If someone is under the influence of a particularly heavy dose of the drug they may appear to be almost catatonic for a period of around an hour or more. With lower doses they may appear to be ‘not quite with it’, slur their speech and become highly accident prone. They may seem confused and act out of character, and even react to things that aren’t there as they hallucinate.
Frequent users may regularly exhibit a state of confusion, even when they have not taken the drug at that time. They may also appear depressed or emotionally disturbed. In common with many other drugs, regular Ketamine users may seem to be uninterested with daily life and be lax on mundane matters such as academic work or paying the bills.
In users who inject the substance, scars from hypodermic needles may be visible on the arms or other areas of the body.
Ketamine addicts may talk about the ‘K-hole’ – a state of being induced by large quantities of the drug, in which the individual experiences detachment between body and mind.
Ketamine is not known to be physically addictive, but there is a large body of evidence that suggests an intense psychological addition to the substance is possible amongst regular users of the drug.
Physical withdrawal effects from Ketamine are generally mild in addicts who quit, and may include increased tension and heightened anxiety, restlessness and occasional muscle spasms.
The psychological withdrawals may however be much worse, and present a substantial challenge to those wishing to break their dependence on the drug. In some frequent users, particularly those with emotional difficulties or difficult life circumstances, taking Ketamine becomes their way of dealing, or rather avoiding dealing with, the stresses of everyday life. Some crave the feeling of dissociation from their senses and their environment that the drug brings, and it is this intense desire to return to that state that can make addiction particularly hard to break.
Because the nature of the addiction is mostly psychological, a holistic approach to treating it is often used, taking into account not just the individual’s relationship to the drug, but also to themselves and their wider life. ‘12 step’ programmes similar to those used for alcoholism may be utilised to help the addict break free of their dependency on Ketamine.
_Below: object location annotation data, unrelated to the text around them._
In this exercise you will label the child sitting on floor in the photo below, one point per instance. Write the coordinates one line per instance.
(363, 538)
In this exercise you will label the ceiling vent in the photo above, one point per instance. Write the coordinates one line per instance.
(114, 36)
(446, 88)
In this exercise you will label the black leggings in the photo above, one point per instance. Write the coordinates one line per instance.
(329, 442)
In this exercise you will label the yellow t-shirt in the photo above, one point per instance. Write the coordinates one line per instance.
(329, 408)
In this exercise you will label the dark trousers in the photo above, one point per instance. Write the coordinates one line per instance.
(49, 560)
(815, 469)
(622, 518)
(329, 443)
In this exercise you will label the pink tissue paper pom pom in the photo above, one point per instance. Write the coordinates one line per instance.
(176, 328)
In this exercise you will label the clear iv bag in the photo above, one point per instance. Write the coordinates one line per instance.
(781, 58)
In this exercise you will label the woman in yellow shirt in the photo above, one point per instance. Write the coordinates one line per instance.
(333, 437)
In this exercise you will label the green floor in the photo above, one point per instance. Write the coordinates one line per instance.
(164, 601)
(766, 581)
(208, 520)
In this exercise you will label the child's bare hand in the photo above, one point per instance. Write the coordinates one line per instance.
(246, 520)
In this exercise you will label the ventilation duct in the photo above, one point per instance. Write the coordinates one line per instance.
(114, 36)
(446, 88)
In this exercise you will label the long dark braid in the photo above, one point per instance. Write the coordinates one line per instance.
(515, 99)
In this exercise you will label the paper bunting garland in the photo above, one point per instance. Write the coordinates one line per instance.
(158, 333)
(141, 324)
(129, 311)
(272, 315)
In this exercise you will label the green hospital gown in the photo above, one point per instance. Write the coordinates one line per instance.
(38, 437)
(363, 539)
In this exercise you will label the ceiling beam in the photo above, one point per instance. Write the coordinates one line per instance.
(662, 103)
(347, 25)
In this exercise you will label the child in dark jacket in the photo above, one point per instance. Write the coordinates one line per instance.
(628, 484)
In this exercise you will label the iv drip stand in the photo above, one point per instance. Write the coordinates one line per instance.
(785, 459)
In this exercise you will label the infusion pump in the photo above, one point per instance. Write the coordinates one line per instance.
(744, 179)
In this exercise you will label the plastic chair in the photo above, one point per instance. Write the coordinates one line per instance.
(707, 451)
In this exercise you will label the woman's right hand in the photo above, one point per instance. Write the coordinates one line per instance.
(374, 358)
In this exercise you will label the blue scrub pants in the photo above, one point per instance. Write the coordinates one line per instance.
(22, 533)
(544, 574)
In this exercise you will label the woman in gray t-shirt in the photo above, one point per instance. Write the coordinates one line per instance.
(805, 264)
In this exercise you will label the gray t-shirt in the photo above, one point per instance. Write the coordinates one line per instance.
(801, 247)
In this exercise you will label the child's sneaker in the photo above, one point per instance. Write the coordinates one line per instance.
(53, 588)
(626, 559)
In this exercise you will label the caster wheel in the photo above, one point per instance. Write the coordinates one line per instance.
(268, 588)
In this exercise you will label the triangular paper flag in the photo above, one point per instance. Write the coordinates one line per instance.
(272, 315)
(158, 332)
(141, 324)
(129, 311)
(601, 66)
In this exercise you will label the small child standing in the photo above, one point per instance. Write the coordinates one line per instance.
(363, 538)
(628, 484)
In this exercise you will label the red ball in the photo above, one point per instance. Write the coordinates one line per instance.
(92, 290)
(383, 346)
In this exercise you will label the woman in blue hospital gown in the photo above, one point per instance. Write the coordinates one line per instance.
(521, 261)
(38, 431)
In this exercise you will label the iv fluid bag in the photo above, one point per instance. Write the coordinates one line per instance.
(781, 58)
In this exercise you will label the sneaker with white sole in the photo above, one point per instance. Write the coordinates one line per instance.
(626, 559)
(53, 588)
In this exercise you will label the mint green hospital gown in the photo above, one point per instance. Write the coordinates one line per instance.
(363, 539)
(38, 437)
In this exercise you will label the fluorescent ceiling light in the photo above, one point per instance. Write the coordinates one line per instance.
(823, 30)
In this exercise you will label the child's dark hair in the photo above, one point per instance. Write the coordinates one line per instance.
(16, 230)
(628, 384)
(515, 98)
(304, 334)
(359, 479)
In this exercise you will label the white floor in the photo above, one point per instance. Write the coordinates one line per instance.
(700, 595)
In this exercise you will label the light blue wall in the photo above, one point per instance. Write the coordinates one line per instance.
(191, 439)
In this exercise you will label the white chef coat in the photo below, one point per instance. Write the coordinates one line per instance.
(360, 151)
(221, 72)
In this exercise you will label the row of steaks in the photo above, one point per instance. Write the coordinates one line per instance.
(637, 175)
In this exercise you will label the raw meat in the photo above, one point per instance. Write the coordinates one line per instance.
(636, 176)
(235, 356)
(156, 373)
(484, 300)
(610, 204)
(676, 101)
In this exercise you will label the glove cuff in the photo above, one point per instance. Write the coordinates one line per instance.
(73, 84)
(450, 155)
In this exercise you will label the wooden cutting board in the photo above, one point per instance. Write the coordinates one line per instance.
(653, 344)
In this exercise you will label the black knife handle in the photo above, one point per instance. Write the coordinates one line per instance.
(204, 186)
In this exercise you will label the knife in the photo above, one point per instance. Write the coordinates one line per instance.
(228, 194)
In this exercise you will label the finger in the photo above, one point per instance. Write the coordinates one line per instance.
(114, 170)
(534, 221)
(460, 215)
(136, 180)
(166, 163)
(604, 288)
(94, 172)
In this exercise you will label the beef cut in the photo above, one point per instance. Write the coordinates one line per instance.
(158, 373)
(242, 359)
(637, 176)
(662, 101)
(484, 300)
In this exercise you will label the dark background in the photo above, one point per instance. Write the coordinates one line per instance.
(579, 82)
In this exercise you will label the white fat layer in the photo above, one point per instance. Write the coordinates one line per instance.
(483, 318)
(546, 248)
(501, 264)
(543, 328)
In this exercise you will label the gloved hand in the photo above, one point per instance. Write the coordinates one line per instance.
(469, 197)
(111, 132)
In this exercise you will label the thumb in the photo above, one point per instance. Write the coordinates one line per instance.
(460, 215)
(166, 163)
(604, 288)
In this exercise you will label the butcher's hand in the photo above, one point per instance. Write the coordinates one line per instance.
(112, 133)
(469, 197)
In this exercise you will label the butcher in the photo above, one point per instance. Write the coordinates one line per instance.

Treatment for Ketamine addiction may be carried out either as in inpatient at a rehabilitation centre or as an outpatient attending support groups, therapy sessions and other activities designed to prevent relapse.
Talking and behavioural therapies such as Cognitive Behavioural Therapy (CBT) may form an effective part of a successful treatment programme.
Cognitive Behavioural Therapy can help the individual to determine the underlying reasons why they take the drug, and assist them in developing alternative behaviours for a healthier and substance free future.
In addition to formal therapies such as these, the user may attend informal support group meetings with people in a similar situation to them. In many cases this type of emotional peer support can be just as useful as more formal treatment methods, as it helps the recovering addict to see that they are not alone in their struggle, and that there are others like them who have already battled the addiction and won.
A comprehensive treatment programme for Ketamine addiction may also include more generalised lifestyle and health-based treatments, designed to foster a sense of increased physical and mental wellbeing. This can help prevent relapse, and provide a stepping stone to healthier and more constructive ways of living without drugs.
Whatever the exact treatment methods used to beat Ketamine addiction, the initial step will always be cessation of using the drug, followed by a short period of detoxification. At the same time or prior to this, an assessment of the individual and their addiction may be made by a drug rehabilitation professional, in order to determine the best treatment path for that particular person.
Depending on the level of addiction, continuing support and therapy may be needed for some time to ensure that the individual remains Ketamine free and does not fall back into old destructive behaviours.